Soderbergh said it was incorrect to look at his film as a simple thriller. “I prefer to look at it as a film about process, about the reactions to this kind of crisis,” he said, adding that as a model he looked at All the President’s Men, the 1976 classic from Alan J. Pakula that won four Oscars and was nominated for four others, including best picture.
Satrapi said that Poulet aux prunes was a labor of love for her in part because it was set in a “democratic and open-minded” Iran that her generation — she was born in 1969 — could only read about in history books.
“It’s about all kinds of love: the love of a man for a woman he was never able to be with, a love or life, a love of music, a love of food, and also my own love for the period in my country’s history which has been lost,” she said.

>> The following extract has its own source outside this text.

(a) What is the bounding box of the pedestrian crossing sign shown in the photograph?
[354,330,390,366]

McQueen, who won the Gucci Prize in Venice three years ago for Hunger, caused a buzz on the Lido Sunday with Shame, a lurid tale of man’s decline into a his sex addiction that screened in competition. The director said the main character, Brandon, played by Michael Fassbender, was a kind of everyman despite his shocking lifestyle.
“I love Brandon, he’s not so different than most us,” McQueen said. “He’s living with all the trappings of the modern world. This is a man who has access to everything, but his freedom imprisons him.”
The 68th edition of the storied festival, which got underway last Wednesday, concludes Saturday.